Hosting matters too. A site on a shared hosting server in a data center in Texas will be slower for a visitor in Florida than the same site hosted on a content delivery network with nodes across the country. For service businesses targeting a specific metro, the distance between the server and the visitor is a real factor in LCP times.
An HVAC company owner who forwarded a Search Console notification to his web designer and got back a PDF of technical fixes he had no idea how to read is a situation we see regularly. The PDF was not wrong, but it was organized by fix type rather than by impact. In practice, fixing the hero image, removing two plugins that had not been used in two years, and switching to a CDN-backed host resolved the majority of the issues. The rest were diminishing returns.

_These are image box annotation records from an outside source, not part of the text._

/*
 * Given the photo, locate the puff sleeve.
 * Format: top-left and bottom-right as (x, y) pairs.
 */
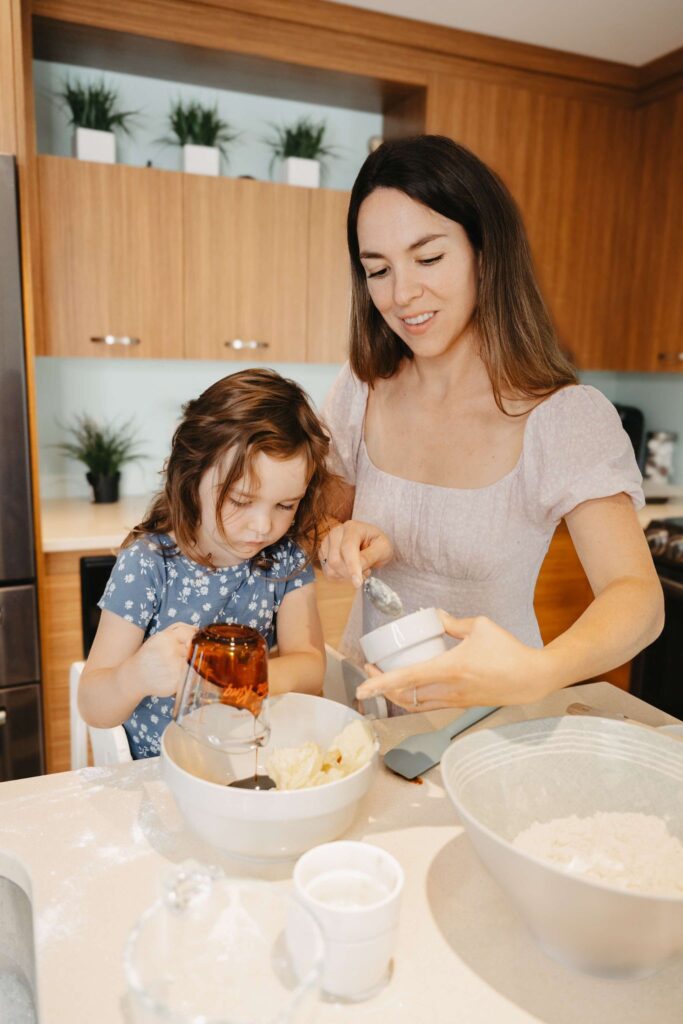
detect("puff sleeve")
(322, 362), (368, 486)
(524, 384), (645, 523)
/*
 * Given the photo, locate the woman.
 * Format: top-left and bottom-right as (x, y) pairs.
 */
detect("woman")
(319, 136), (663, 711)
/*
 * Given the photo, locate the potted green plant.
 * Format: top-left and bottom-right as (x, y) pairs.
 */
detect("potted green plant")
(55, 415), (144, 505)
(264, 117), (335, 188)
(163, 99), (239, 176)
(60, 79), (137, 164)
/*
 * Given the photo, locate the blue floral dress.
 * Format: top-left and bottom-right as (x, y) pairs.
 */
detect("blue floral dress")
(98, 534), (314, 759)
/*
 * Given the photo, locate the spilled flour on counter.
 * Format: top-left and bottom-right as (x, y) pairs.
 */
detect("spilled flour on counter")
(512, 811), (683, 897)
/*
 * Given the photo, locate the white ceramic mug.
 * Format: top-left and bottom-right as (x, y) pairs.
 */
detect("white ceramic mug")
(287, 841), (403, 1001)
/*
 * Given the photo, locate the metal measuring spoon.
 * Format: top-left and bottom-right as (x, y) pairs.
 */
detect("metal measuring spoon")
(362, 577), (403, 618)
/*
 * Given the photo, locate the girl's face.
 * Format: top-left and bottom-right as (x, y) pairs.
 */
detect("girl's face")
(197, 453), (308, 567)
(357, 188), (478, 357)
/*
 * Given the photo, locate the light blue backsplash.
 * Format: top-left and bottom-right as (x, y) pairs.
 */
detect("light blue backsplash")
(34, 60), (382, 188)
(36, 357), (683, 498)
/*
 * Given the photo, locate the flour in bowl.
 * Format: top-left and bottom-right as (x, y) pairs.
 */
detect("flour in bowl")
(512, 811), (683, 897)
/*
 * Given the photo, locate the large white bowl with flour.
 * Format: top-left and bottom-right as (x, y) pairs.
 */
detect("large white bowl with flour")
(162, 693), (378, 860)
(441, 717), (683, 977)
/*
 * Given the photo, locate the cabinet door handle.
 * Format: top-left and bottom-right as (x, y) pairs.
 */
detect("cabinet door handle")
(224, 338), (269, 352)
(90, 334), (140, 348)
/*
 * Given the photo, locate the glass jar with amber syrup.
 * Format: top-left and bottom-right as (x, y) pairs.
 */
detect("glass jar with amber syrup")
(173, 624), (270, 754)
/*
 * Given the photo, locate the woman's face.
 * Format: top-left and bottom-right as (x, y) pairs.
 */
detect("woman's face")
(357, 188), (477, 357)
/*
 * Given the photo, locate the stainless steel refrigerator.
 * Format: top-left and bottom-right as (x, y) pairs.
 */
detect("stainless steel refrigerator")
(0, 155), (44, 781)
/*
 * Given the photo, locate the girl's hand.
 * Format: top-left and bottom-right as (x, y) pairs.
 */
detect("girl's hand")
(356, 610), (555, 711)
(318, 519), (393, 587)
(131, 623), (197, 697)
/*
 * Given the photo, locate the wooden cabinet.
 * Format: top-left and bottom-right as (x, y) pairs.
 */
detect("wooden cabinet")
(183, 175), (309, 362)
(38, 157), (183, 358)
(306, 189), (351, 362)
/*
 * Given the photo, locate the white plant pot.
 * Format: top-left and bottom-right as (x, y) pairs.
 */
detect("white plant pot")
(280, 157), (321, 188)
(182, 144), (220, 177)
(72, 128), (116, 164)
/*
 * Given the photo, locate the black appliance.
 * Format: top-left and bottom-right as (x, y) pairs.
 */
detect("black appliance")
(0, 155), (43, 781)
(614, 406), (646, 473)
(631, 519), (683, 719)
(81, 555), (116, 657)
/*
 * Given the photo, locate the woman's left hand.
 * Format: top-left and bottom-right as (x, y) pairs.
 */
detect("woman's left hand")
(356, 610), (555, 711)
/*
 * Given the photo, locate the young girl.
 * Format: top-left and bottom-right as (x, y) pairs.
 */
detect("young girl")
(79, 370), (329, 758)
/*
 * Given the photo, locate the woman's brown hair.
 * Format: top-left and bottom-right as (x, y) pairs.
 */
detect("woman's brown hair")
(123, 370), (331, 568)
(347, 135), (577, 410)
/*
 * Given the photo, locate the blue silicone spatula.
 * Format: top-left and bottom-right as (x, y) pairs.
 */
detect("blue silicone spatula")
(384, 708), (498, 778)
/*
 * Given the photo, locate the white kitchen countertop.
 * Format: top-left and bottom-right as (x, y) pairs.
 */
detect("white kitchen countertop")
(41, 487), (683, 552)
(0, 683), (683, 1024)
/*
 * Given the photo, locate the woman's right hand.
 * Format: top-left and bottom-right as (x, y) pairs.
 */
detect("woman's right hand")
(318, 519), (393, 587)
(133, 623), (197, 697)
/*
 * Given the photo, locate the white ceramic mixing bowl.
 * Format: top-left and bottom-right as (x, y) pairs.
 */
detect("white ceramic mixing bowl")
(441, 717), (683, 977)
(162, 693), (378, 859)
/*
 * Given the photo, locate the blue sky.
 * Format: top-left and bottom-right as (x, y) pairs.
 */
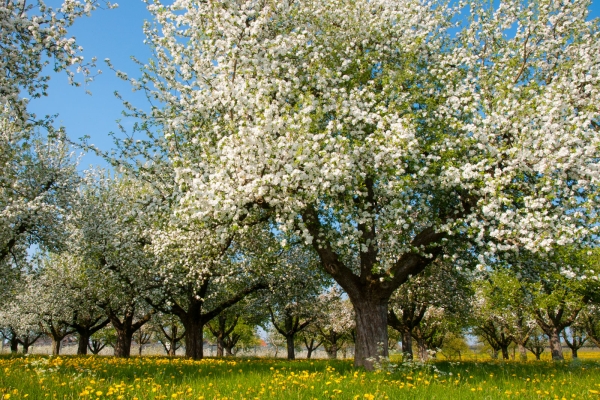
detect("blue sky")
(30, 0), (600, 169)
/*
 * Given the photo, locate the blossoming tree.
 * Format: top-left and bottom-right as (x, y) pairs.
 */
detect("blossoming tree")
(125, 0), (600, 367)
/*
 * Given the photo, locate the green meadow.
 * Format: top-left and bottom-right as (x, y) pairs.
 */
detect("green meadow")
(0, 355), (600, 400)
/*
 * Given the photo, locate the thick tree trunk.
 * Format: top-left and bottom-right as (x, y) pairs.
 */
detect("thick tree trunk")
(402, 326), (413, 361)
(517, 343), (527, 361)
(350, 297), (389, 370)
(327, 343), (338, 360)
(492, 348), (498, 360)
(285, 333), (296, 360)
(417, 339), (429, 362)
(548, 328), (565, 361)
(182, 318), (204, 360)
(306, 347), (313, 360)
(77, 331), (90, 355)
(500, 346), (509, 360)
(217, 336), (225, 357)
(10, 336), (19, 353)
(52, 338), (62, 356)
(115, 329), (133, 358)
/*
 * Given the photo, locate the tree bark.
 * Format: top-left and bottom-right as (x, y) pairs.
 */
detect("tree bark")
(517, 343), (527, 361)
(402, 326), (413, 361)
(217, 335), (225, 357)
(285, 334), (296, 360)
(302, 203), (446, 370)
(548, 328), (565, 361)
(326, 343), (338, 360)
(500, 345), (510, 360)
(181, 318), (204, 360)
(350, 297), (389, 370)
(77, 332), (90, 355)
(52, 338), (63, 356)
(10, 335), (19, 353)
(115, 329), (133, 358)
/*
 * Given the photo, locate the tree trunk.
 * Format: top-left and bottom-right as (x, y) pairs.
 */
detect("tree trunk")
(350, 297), (388, 370)
(402, 326), (413, 361)
(285, 333), (296, 360)
(217, 335), (225, 357)
(115, 329), (133, 358)
(417, 339), (429, 362)
(181, 318), (204, 360)
(500, 346), (509, 360)
(10, 335), (19, 353)
(518, 343), (527, 361)
(77, 332), (90, 355)
(548, 328), (565, 361)
(52, 338), (62, 356)
(326, 343), (338, 360)
(492, 348), (498, 360)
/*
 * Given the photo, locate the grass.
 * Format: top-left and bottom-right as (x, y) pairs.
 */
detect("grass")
(0, 356), (600, 400)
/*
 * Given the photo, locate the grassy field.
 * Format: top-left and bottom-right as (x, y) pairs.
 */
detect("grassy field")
(0, 356), (600, 400)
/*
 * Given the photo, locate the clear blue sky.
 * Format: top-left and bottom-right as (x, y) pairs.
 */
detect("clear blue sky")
(30, 0), (600, 169)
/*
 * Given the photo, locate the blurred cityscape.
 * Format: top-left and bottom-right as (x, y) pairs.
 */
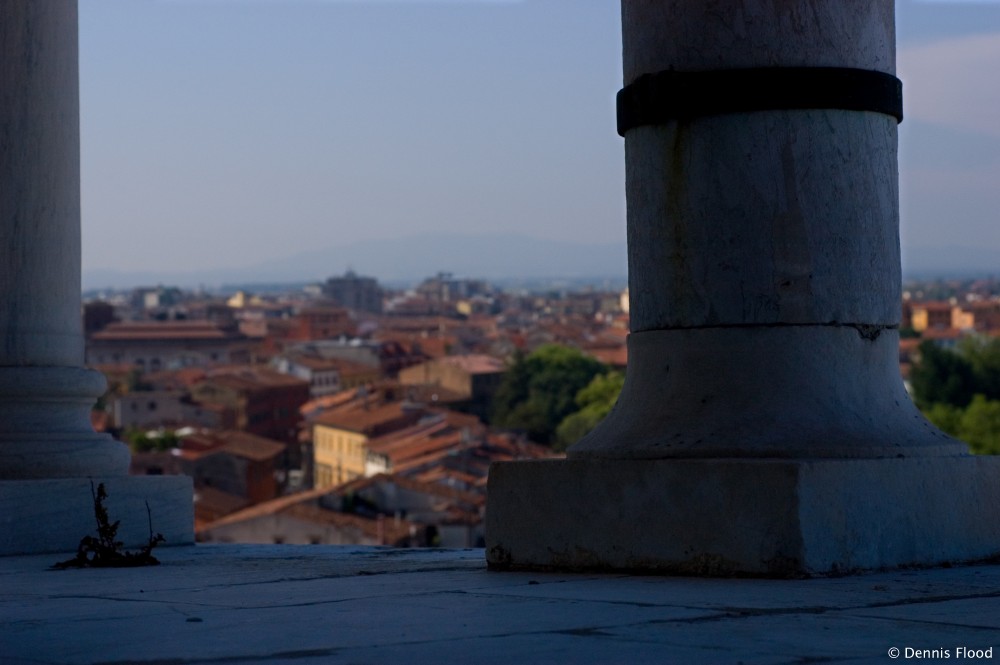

For a broader look at what drives slow load times, the post on why service business sites load slowly covers the full picture, including hosting, image delivery, and script management in more detail.
Does improving Core Web Vitals actually get a service business more calls?
Faster pages retain more visitors long enough to reach your contact form or phone number. A visitor who lands on a page that takes seven seconds to load on their phone has already bounced before they read your headline. That is not a ranking problem or a copy problem. It is a delivery problem.
The ranking benefit is real but indirect. Google rewards faster pages with better placement, which means more people find you. But even before a ranking change, fixing a slow site means the visitors already arriving from ads, word of mouth, and existing rankings actually make it to your call-to-action. Both paths lead to more inquiries from the same amount of traffic or the same ad spend.
Core Web Vitals work sits inside the broader picture of why a service business stops showing up on Google. Speed is one factor. Content relevance, Google Business Profile completeness, and local signals all interact with it. A fast site with thin content still ranks below a moderately fast site with strong, relevant pages. Fix performance first because it is the most mechanical problem to solve, then layer the rest of your visibility work on top of a solid technical foundation.